野田さんが優勝したパーツ部門では学科の他に「ロールプレーイング競技」がある。来客役の注文する部品を見積もって金額を提示するだけでなく、質問に答え、本当に必要なものを分析し提案する。そのやり取りが審査される。
昨年11月に出場を知らされた野田さん。勤務後、自宅では家事などで時間がとれないため、コーヒーチェーン店などにタブレットを持ち込んで過去の大会の動画を見て研究を重ねたという。

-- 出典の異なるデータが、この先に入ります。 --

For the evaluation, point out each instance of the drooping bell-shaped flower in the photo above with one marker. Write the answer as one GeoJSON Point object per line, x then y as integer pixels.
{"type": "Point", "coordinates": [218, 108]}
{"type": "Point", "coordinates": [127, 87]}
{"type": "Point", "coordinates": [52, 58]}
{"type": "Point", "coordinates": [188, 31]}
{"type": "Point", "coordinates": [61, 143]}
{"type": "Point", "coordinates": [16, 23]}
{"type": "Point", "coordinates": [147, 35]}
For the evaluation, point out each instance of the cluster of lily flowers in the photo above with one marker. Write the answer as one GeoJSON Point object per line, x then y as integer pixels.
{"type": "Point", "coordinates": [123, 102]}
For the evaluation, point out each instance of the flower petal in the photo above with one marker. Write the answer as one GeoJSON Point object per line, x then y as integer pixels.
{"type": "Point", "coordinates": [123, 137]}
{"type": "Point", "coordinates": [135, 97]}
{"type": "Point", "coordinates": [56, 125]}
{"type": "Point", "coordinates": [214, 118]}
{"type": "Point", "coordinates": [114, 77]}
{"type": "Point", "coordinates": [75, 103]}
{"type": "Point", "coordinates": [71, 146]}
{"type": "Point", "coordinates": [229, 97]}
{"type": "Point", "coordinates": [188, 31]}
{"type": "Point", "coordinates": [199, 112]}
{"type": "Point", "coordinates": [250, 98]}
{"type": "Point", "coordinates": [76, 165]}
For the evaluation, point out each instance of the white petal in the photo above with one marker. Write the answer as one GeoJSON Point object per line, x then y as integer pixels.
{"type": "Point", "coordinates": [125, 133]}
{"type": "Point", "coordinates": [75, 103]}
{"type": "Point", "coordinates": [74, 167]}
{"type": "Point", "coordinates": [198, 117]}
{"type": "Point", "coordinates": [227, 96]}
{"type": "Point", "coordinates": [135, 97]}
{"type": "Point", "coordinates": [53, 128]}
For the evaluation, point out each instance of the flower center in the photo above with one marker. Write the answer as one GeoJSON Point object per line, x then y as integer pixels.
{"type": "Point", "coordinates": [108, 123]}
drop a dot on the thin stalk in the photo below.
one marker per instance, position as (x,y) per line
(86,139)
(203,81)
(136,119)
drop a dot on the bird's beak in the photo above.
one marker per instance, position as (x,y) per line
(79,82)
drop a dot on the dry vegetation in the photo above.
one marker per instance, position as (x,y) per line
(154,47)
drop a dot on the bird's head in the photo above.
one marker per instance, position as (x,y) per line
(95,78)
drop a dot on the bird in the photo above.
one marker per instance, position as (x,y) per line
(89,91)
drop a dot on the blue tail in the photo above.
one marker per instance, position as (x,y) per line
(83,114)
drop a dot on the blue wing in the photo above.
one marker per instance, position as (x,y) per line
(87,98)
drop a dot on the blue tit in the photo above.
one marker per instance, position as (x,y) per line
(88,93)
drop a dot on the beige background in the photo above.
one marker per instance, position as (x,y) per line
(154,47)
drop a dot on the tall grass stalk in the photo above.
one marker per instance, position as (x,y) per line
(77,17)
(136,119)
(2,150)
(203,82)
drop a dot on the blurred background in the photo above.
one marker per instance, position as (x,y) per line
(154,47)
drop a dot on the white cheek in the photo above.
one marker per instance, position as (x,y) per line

大会前日におおまかな設定が伝えられる。「これは小型車だ」と判断して本番に臨んだが、実際は苦手な「中型車」。「終わった、と思いました」と笑う。だが、車検前のゴム製品の交換の必要性について、弁当箱を閉じるゴムも環境によって劣化する例え話をしたうえで「部品が劣化すると人の命にかかわる」と相手を説得する様子などが高評価された。
高校卒業後はさまざまな職に就いて、今の会社歴は6年ほど。大会には「部品一筋30年」という選手もいた。石川豊太郎社長は「相手が求めていることに対し、最適な言葉遣いで最適なものを提案できる能力がある」と高く評価する。
大会選手100人中、女性は2人だけだった。野田さんは「以前は『男に代わってくれ』『話の分かる人を出して』などと言われ、悔しい思いもした。男女に差がないことを周知したい」と語った。石川社長は「世の中には埋もれている女性がたくさんいる。会社として積極的に登用します」と話した。